Area cold snap dangerous to all
Published 3:53 pm Wednesday, January 6, 2010
Figuring in the wind chill for Thursday night, temperatures are expected feel like the single digits and unless precautions are taken, exposed water pipes can and will freeze and burst, pets and livestock could possibly be harmed, and people can experience a wide range of cold-related injuries from the curious child sticking his tongue on a frosty pipe and getting it stuck; to frostbite; to a person suffering from hypothermia when exposed to the cold for too long and possibly death.
With a hard freeze expected over the next four days for Pearl River County and cold not experienced in the area in more than a dozen years, the National Weather Service is warning people to be pro-active against the cold weather.

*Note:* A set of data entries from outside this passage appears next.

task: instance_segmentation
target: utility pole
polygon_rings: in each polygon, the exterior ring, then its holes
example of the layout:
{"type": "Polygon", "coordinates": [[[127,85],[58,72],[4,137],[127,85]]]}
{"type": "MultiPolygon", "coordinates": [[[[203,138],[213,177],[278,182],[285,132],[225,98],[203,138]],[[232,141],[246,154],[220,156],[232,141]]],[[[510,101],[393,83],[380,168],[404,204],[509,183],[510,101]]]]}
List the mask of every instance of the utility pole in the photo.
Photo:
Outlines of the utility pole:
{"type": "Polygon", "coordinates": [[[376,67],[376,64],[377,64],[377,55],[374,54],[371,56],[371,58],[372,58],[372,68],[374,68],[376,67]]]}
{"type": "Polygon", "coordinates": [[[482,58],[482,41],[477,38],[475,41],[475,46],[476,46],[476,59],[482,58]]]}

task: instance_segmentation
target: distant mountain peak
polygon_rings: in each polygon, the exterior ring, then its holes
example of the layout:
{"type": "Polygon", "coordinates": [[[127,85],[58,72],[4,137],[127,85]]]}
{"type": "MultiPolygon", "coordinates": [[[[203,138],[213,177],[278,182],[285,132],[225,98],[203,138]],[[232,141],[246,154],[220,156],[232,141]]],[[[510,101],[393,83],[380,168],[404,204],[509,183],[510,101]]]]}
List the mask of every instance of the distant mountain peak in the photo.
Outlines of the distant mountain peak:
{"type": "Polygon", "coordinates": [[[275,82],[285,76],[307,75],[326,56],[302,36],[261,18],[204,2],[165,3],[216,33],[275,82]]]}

“There is good news and there is bad news,” said National Weather Service meteorologist Phil Grigsby. The good news, he said, is that with temperatures in the mid-20’s last night, tonight there would be a slight warming of a few degrees. “Wednesday into Thursday there is going to be a little warming,” said Grigsby, adding that with a 60 percent chance of rain Thursday evening, a mix of snow or sleet could occur. “It won’t last that long,” said Grigsby of the snow. “We do not expect any accumulation.”
But, he added, with a 15 m.p.h. wind forecast for Thursday night, the wind chill factor would make the air feel like it is in single digits instead of the mid-20’s. “We are expecting a wind chill in single digits,” said Grigsby.
The bad news, he continued, is that once the warm front passes through, Picayune can expect temperatures to drop even more. “The bad news is it is going to get a lot colder,” he said. “The coldest in this region since probably 1989.”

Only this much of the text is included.